Discussion in 'Options' started by shortorlong, Feb 21, 2008.

  1. I'm looking at straddles as a daytrade mechanism (sometimes only a few minutes in length, upto a few hours).

    I wonder, what are some characterstics / signals for the underlying stocks that you would look for to find candidates.

    I'm thinking of the following so far:

    1) Price change over small time period (5 minutes)

    2) Low implied volatility (is this good or do I want high? I'm thinking low for sure)..


    What other characters in combination for the underlying would suit?
  2. I don't know what kind of a price change you're expecting in a few minutes or hours, but I can't imagine it would be enough to make a straddle profitable.

    ATM straddles are initially delta-neutral, which means they're slow out of the gate when the stock moves. Even when you get farther from the money, you don't have a whole lot of delta to start with. Also, you'll have a dime or two of slippage on each leg.
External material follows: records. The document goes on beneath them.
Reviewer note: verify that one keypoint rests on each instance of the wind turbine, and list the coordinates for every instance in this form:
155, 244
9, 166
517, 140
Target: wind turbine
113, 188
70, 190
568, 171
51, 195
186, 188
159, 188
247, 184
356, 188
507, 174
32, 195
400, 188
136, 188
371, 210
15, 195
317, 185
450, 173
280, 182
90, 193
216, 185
You're probably looking at a move of 50-60 cents or more just to break even, all told.

    If you know a stock is going to move that far in that short a time period, but you still can't pick the direction well enough to trade the stock long or short, I'd love to know where you get your predictions from.
  3. I'm still new at this but what I wanted to do was find a way to play volatility.

    I see daytraders range-trading throughout the day on high-volatility. The extra volatility allows the swings to be wide enough to beat the commission/spread.

    Since my account is still very small, I wanted to look at leveraged volatility plays, to get bigger swings to beat the commission more. That led me to options, and specifically straddles / strangles.

    So, the (very basic) premise is that instead of buying 1000 share lots of stocks and trading on the pennies (which I can't do), I could perhaps use option leverage to beat the commish.

    No good?

    I guess I could abandon straddles, and try a daytrading option strategy with straight puts/calls (this is more similar to what I see daytraders doing with equities - only one direction..)
  4. Short,

    One thing you can do is put on a straddle in a name before they announce their earnings. You can look at past earnings history data and see how much it moved on average (giving more weight to the recent moves).

    Then evaluate the industry and see how other names have been moving in the current earnings period. Try to find highly correlated stocks with the one you're looking at it and see how it moved on earnings.

    If you pick the good ones, you can make an absolute killing. The caveat is that if it doesn't move on earnings, you'll get smoked (lose a ton of premium). So be careful, its not for the faint of heart.

  5. problem with options is 2 fold. 1) options are'nt that liquid,2)the spreads can be very wide.
  6. You could focus on earnings announcements, Fed Funds rate announcements and option expiration when premium decay is likely to be highest.
  7. or a combination of them 1) close to option expiration + 2) major news (fed announcement or company earning)

    but it's still one of those strategies where you take many small losses for a few big wins.

    You should get a very good idea and come up with a stop loss (or profit taking) plan by watching the AH actions following the major news release on the day it was announced
  8. I agree that your best play is to straddle/strangle on company earnings announcements.